Nissan Motor and partner Renault could market electric vehicles without government incentives within four years as global sales reach 500,000 to 1 million vehicles per year, executives say.

Reuters
2 min read

Nissan Motor and alliance partner Renault could market electric vehicles without government incentives within four years as global sales reach 500,000 to 1 million vehicles per year, executives said on Wednesday.

Nissan, which is introducing a mass-market Leaf electric car later this year, needs government incentives to spark initial demand but understands those incentives will not be permanent, Nissan-Renault Chief Executive Carlos Ghosn said.

Nissan Leaf
Nissan Leaf Josh Miller/CNET

"You need to jump-start electric cars at a certain level so that we can get scale, and the scale will allow us to reduce costs," Ghosn told reporters after a groundbreaking at a plant in Tennessee that will produce the Leaf and its battery.

"We think that scale for us is between 500,000 and 1 million cars a year," he said. "When you get between 500,000 and 1 million cars per year, we don't need government support."

Nissan-Renault could have as many as eight electric vehicles between them within a few years, allowing the companies to reach the scale that would make the government incentives unnecessary, executives said.

"We believe we will need two to four years of incentives and supports to reach the level of volume that will free up the cost reductions that we need to implement," said Carlos Tavares, Nissan's chief of the Americas.

Tavares expects the cost of batteries used in the Leaf and other electric vehicles to come down sharply within four years for Nissan and Renault.

Nissan broke ground on a $1.7 billion project to expand its assembly plant in Smyrna and build an adjacent lithium-ion battery plant that will be one of the biggest in North America. The facilities are expected to create 1,300 jobs.
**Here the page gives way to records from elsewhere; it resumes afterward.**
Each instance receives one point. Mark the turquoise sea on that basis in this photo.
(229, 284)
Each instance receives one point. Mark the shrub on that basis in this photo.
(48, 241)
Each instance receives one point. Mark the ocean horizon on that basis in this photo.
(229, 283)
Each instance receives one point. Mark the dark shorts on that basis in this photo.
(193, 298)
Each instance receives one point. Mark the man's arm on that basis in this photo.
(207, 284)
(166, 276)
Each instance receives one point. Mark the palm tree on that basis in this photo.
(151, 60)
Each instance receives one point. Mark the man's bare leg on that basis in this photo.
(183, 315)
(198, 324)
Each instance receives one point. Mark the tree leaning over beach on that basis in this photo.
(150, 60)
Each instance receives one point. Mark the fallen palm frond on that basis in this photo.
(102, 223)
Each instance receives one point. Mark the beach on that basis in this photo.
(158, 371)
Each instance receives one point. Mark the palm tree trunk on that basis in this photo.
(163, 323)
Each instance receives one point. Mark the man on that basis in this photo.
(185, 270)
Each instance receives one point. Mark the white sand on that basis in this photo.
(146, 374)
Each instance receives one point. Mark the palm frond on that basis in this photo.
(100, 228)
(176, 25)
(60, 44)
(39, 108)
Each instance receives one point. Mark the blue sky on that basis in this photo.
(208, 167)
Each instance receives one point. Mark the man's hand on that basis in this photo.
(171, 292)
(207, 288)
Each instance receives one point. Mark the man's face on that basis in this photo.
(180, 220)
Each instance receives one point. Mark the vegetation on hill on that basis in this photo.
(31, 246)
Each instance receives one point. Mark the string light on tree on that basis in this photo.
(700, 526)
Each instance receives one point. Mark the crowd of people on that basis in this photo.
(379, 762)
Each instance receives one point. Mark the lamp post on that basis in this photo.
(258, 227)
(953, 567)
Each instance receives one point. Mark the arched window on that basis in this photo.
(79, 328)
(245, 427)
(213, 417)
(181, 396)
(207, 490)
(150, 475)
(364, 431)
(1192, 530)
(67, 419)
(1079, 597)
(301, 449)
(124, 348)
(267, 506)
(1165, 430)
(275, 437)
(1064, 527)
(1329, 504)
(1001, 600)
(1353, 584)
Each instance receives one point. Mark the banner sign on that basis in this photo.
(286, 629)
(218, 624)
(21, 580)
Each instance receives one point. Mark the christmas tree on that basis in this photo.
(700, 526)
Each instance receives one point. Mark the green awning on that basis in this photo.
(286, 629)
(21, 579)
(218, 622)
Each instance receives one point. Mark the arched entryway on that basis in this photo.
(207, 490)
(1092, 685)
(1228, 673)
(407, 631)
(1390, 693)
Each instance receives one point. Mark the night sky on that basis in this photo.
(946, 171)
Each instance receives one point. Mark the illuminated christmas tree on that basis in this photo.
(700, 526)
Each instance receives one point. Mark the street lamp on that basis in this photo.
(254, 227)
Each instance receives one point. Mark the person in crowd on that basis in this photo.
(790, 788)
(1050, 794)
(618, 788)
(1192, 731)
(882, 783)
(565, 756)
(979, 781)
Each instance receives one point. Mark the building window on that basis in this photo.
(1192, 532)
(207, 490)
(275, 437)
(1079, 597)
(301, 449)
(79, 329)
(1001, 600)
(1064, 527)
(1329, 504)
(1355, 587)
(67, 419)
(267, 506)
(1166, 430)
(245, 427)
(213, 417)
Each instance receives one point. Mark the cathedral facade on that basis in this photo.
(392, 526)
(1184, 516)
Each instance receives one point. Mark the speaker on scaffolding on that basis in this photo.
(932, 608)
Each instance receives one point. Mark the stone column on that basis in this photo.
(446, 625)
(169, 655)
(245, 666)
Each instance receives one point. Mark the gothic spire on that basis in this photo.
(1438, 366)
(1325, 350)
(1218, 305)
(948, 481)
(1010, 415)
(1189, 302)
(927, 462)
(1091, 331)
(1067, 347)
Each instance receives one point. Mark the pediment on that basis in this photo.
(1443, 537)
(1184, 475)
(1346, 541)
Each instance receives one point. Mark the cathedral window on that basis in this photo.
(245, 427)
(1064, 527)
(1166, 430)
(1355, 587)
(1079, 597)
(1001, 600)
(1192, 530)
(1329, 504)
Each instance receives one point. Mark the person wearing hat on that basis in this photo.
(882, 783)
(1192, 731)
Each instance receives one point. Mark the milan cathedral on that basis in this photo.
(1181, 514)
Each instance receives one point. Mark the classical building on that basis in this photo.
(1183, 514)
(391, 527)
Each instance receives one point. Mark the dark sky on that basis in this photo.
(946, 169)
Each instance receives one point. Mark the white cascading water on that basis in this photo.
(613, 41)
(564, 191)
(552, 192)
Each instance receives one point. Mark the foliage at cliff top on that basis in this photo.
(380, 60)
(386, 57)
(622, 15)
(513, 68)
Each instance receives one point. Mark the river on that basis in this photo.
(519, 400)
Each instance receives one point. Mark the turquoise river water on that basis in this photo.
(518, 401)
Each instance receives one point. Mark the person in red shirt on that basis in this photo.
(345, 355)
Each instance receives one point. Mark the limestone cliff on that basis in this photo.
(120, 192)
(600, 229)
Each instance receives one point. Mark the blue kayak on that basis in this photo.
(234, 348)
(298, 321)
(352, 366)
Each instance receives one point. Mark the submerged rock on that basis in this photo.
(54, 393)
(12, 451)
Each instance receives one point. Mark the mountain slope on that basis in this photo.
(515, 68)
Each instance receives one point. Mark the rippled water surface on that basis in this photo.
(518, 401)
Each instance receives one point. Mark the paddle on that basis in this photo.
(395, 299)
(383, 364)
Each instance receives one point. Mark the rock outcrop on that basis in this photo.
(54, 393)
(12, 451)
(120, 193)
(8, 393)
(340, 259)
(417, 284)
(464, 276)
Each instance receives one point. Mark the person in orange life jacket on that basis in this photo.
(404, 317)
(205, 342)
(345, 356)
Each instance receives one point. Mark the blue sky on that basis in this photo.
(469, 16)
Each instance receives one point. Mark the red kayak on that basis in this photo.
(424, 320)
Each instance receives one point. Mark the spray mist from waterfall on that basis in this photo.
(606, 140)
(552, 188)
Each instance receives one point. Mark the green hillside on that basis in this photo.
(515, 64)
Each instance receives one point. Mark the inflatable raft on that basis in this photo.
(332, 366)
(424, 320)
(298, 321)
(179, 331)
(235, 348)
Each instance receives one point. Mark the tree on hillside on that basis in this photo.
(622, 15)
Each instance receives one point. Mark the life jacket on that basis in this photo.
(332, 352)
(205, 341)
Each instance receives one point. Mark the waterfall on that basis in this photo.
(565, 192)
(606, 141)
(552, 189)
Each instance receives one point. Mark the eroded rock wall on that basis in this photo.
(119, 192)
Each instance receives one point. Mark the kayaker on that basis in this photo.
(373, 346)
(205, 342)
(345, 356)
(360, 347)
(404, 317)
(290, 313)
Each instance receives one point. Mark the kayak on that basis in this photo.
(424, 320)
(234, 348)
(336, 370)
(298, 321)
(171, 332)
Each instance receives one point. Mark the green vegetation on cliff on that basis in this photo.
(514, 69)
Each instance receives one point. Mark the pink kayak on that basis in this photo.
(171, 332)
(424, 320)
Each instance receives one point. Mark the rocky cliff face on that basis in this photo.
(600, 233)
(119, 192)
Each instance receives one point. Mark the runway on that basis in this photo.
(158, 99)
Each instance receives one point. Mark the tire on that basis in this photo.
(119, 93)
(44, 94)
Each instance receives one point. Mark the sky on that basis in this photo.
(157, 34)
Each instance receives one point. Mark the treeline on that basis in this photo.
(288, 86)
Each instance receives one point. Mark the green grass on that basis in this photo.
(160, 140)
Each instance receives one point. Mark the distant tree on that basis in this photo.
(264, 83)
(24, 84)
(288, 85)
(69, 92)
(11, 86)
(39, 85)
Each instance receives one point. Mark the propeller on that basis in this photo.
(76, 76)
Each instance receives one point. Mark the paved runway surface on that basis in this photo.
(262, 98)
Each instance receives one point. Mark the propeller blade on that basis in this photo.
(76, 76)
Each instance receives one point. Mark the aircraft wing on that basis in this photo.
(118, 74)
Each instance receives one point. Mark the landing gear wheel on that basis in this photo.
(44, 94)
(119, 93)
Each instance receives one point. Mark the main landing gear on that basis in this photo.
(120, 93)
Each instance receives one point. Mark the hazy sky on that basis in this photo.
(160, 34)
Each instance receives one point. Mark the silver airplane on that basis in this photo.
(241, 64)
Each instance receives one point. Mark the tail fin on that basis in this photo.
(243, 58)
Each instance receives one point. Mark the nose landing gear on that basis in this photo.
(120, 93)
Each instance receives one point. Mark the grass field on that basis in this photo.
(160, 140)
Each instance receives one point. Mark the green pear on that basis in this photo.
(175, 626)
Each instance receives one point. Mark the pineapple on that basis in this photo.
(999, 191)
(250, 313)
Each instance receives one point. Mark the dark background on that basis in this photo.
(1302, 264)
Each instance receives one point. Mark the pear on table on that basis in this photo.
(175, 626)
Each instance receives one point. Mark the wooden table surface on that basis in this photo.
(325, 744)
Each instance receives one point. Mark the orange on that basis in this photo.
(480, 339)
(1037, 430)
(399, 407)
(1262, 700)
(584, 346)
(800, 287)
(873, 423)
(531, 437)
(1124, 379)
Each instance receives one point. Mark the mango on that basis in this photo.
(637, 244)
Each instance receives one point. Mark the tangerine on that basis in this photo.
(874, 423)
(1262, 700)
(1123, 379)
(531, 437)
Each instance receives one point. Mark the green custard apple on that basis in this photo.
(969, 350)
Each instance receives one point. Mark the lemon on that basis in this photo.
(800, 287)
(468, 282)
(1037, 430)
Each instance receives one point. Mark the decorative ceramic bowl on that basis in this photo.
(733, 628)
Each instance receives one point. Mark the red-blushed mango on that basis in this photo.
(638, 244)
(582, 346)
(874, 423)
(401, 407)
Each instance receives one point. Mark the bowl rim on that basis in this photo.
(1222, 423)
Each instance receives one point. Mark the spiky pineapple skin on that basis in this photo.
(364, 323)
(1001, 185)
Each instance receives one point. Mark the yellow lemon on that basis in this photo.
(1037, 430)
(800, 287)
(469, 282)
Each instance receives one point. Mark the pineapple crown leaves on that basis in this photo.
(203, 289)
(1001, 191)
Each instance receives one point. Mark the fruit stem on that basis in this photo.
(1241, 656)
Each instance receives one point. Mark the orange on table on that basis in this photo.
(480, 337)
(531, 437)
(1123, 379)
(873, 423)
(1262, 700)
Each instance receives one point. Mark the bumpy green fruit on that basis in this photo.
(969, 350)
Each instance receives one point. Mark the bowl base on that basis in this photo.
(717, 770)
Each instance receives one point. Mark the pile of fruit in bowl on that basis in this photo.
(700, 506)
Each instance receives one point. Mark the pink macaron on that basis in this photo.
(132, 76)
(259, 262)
Tavares said Nissan has an edge in battery development by being first in the industry to introduce a mass-market electric vehicle in late 2010 in Japan, the United States, and Europe.

The first Leaf vehicles and their lithium-ion batteries are being built in Japan.

When it is fully functioning, the Smyrna plant will be able to produce 150,000 Leaf electric cars per year. The new battery plant will have the capacity to produce 200,000 battery packs.

Nissan has not said yet whether the additional battery capacity would be used for a different electric vehicle within the Nissan or Renault family. Nissan has said it would be open to selling the batteries to other automakers.

The Nissan plant investment was supported with $1.4 billion of U.S. Energy Department loans.

Nissan started taking orders for the Leaf in April. It had about 13,000 fully refundable orders in the United States as of Tuesday and 6,000 in Japan.

"We have enough capacity to start the mass marketing of electric cars, but if we see when December comes that the hand-raising and pre-orderings transform fully to sales, we are going to have to make a decision about adding additional capacity," Ghosn said.